Ecco che il ricorso al Mito diventa non solo oggetto interessante di studi, ma riserva di tenere tradizioni, suggestività di echi, tentativo di predisporsi ingenue difese contro l’avventarsi di eventi che tutto lascia credere non meno tremendi di quelli di ieri e di oggi.

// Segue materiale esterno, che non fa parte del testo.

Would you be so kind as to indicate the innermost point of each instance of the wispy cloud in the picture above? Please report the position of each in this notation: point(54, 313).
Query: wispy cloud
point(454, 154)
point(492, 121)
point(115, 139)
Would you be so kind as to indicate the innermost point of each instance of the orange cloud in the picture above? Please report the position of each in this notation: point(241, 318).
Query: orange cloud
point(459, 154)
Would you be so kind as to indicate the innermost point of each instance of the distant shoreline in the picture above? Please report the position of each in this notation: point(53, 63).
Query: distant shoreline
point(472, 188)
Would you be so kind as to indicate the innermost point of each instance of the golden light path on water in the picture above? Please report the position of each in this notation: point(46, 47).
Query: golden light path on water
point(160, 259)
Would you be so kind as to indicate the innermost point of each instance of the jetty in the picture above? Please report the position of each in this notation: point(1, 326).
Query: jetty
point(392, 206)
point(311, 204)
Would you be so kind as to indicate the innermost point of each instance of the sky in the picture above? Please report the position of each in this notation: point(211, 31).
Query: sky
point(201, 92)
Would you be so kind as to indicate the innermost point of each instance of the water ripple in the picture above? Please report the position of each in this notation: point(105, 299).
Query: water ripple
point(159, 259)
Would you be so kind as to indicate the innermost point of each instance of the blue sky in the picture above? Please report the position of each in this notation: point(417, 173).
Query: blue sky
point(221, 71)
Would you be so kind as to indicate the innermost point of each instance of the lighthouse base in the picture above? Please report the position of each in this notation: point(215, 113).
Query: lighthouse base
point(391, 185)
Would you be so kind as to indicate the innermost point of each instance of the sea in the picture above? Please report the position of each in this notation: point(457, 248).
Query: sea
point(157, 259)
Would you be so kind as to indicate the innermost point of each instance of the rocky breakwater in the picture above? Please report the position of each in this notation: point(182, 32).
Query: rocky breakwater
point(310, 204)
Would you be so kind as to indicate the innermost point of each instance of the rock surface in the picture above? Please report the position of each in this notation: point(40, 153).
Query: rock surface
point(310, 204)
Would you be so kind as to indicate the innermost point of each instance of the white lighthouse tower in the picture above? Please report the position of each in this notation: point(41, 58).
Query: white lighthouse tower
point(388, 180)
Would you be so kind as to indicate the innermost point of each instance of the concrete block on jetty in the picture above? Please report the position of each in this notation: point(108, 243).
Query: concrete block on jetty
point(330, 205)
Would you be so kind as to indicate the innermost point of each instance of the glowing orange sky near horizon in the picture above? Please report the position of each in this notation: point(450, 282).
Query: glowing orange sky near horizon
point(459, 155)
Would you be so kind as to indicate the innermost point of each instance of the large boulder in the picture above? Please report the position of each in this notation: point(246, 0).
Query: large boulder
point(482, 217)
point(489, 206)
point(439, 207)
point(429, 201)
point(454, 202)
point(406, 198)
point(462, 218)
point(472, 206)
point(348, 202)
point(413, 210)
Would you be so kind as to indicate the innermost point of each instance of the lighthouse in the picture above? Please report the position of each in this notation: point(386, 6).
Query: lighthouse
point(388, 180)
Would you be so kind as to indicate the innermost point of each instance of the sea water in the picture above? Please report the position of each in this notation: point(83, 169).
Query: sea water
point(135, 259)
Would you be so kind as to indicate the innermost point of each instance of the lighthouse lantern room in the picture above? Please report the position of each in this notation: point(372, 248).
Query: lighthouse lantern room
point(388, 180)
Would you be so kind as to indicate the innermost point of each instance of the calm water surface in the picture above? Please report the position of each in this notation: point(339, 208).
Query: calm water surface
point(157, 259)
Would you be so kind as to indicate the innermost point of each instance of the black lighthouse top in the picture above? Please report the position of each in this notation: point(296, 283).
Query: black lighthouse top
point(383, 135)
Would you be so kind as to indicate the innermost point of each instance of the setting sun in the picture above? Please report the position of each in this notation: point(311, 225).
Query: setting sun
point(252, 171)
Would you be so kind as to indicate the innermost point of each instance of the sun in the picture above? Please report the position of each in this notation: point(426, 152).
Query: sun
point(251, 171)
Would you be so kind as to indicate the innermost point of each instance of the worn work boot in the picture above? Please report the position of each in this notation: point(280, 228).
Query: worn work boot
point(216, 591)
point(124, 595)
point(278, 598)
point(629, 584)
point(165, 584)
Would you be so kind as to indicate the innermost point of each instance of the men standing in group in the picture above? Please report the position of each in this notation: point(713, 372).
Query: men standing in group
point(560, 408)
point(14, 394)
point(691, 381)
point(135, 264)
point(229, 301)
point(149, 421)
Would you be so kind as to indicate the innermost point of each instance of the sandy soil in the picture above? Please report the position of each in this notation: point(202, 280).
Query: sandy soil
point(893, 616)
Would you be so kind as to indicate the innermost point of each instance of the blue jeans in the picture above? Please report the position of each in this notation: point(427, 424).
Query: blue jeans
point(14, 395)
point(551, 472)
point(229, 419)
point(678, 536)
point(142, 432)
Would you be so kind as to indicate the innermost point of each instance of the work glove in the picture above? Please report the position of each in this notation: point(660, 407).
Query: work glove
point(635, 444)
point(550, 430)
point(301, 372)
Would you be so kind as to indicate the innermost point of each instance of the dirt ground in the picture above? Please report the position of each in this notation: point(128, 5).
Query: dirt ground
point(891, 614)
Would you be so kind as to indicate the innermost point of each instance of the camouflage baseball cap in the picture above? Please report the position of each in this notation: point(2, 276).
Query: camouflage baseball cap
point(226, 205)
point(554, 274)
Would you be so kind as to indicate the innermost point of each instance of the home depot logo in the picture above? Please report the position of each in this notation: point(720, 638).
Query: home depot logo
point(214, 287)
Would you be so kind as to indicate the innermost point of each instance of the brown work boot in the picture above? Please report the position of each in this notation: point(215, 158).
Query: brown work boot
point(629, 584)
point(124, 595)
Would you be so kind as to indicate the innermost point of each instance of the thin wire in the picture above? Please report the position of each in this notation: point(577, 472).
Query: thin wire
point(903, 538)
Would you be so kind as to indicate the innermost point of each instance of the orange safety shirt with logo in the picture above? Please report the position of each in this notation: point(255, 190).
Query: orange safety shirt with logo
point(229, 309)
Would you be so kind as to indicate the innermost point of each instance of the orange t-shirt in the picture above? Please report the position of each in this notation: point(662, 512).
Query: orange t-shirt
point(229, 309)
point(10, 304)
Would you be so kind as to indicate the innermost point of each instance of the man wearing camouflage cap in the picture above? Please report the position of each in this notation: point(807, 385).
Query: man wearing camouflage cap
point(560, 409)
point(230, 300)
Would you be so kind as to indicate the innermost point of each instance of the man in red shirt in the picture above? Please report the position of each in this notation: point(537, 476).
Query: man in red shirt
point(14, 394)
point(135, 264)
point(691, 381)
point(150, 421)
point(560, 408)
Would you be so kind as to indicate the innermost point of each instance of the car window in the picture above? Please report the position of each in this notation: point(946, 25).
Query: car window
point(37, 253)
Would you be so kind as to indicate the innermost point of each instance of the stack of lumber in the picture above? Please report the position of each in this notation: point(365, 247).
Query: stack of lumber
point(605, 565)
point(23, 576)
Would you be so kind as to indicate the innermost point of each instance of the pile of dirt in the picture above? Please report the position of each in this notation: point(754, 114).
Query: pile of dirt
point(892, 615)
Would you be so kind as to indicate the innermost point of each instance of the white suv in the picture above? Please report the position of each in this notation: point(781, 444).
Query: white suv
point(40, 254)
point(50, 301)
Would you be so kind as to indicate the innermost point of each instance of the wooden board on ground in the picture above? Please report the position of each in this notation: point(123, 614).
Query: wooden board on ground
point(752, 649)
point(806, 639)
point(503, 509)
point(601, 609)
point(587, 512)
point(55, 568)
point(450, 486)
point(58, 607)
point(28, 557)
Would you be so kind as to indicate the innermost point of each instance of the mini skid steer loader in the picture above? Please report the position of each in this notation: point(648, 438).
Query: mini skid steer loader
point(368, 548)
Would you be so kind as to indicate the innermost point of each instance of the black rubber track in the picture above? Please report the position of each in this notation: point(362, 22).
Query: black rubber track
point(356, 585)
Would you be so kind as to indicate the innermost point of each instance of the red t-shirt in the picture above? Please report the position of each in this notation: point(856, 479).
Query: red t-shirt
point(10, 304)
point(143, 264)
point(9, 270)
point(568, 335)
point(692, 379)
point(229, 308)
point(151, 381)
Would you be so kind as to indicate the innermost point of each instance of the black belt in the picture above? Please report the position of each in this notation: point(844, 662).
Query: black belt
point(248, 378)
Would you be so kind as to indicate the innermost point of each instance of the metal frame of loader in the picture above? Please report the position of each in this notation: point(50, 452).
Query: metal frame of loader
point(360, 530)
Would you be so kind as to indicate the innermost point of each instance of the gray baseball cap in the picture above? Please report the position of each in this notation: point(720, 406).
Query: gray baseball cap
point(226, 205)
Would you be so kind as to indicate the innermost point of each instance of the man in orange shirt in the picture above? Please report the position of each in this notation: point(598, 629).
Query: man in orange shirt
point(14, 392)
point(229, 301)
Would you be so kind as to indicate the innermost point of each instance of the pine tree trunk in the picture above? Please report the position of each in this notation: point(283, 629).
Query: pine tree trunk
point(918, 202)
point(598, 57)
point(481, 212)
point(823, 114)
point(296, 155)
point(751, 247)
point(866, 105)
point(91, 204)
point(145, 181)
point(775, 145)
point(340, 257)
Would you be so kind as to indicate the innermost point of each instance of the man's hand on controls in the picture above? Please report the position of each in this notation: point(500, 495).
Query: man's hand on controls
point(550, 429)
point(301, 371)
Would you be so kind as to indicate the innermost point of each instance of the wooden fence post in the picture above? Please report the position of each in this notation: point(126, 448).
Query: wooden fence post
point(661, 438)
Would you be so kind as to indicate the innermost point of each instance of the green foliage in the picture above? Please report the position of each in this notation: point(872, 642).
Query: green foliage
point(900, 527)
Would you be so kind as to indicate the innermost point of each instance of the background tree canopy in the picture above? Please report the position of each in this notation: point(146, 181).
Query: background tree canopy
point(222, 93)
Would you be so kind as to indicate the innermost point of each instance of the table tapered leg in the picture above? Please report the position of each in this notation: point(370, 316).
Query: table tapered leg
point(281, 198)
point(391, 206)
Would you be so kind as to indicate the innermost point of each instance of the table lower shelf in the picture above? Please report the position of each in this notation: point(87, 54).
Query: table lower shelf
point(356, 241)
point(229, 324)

Il Volume di Ciro De Novellis ricorda la famosa festa dell’archetiello, del lunedì in albis che movimentava la gente dei Casali a Nord di Napoli che vanno da Secondigliano a Miano, Mianella, fino all’antico Vomero, Antignano e alle pendici della piccola collina che separava e separa la conca di Fuorigrotta da quella dell’infrascata e del cavone: quel crinale che segnò il martirio del Patrono di Napoli, le cui tracce di martirio sono tuttora presenti nella pietra sanguigna di Pozzuoli alta e nelle ampolle tuttora ribollenti del Duomo partenopeo. Attingendo alla raccolta personale di documenti, autografi e stampe ed ai musei e agli archivi napoletani, De Novellis accompagna la sua avvincente narrazione con illustrazioni quasi tutte inedite, che sono spesso una emozionante sorpresa anche per il lettore colto, come il greto del cavone, il pastorello estatico dinanzi all’ingenua Madonna dipinta sul muro, i frontespizi figurati di rari libri, l’acquedotto dei Ponti Rossi in una stupenda fotografia di Sominer del 1865, i mausolei della conocchia di Capua e dello Scudillo, con la più modesta conocchietta di Quarto, le catacombe che la costruzione di via Pigna barbaramente tagliò, la pietra miliare di Soccavo, ora fortunatamente in salvo nel Museo Nazionale.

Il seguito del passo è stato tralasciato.